This focus on scale and compute materialized in investments in new data centers. Thus, these cloud firms became asset-heavy — infrastructure reliant with access to energy and water as critical. This also meant that the cloud firms took both software and hardware seriously: a shift from decoupling to recoupling them because it gave a competitive advantage to optimize the hardware for their specialized sophisticated software loads.

Some final points mentioned in the paper that it made more sense for firms to collaborate, than dominate each other. Instead of competing for a larger slice of the pie, they are expanding the "total pie" of cloud capture. And finally, cloud-firms are predominantly enterprise-facing than consumer-facing. This is also a shift from cultivate superficial connection to a wide consumer to a more deep and enduring relationships with enterprises. This is resulting in more and more enterprises (such as Walmart) looking to upgrade to the cloud.
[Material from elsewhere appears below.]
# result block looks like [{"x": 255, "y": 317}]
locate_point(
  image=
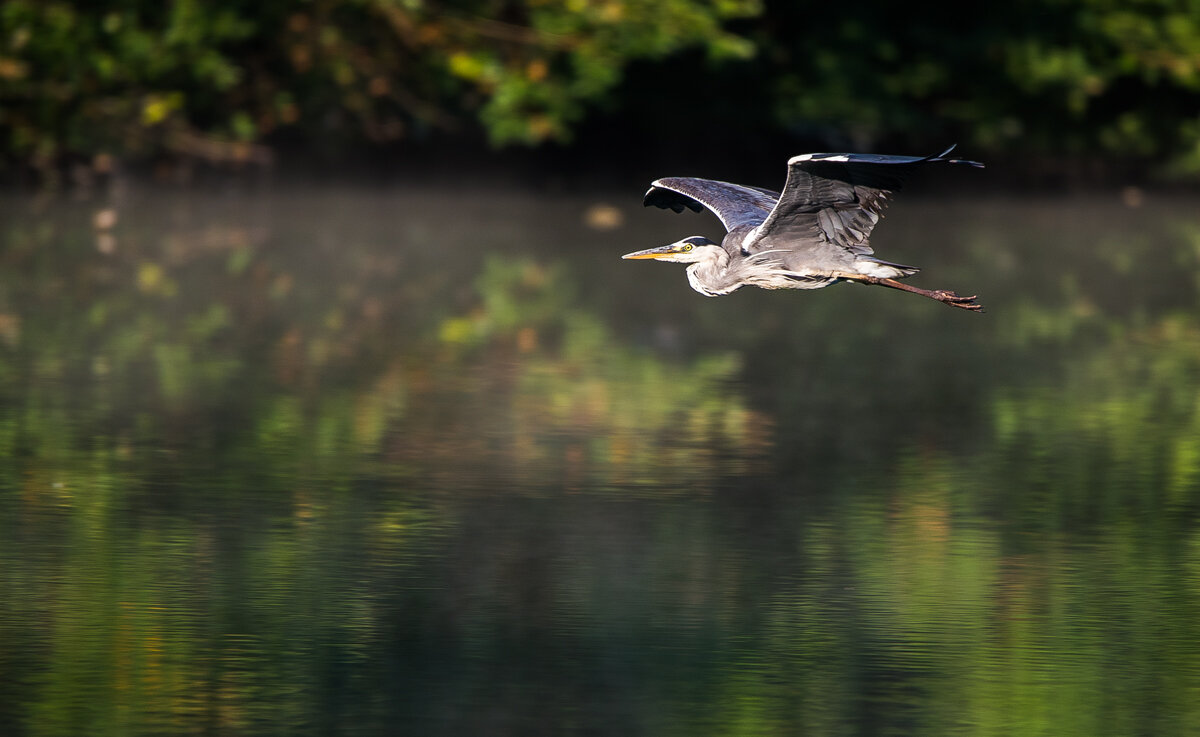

Also, because of being geographically constraint (the key asset — data centers — are immobile), it makes sense for the cloud firms to form close connections with federal, state, and local governments. This has given rise to techno-nationalism. Finally, the authors conclude by saying that power has become more concentrated, and it will be difficult for new startups to challenge this.

I rushed through this section, so missed out on painting a more comprehensive picture of the article. I urge you to read it to truly understand the intricacies of the cloud economy. Also, I hope to analyze the business of data center finance in the near future.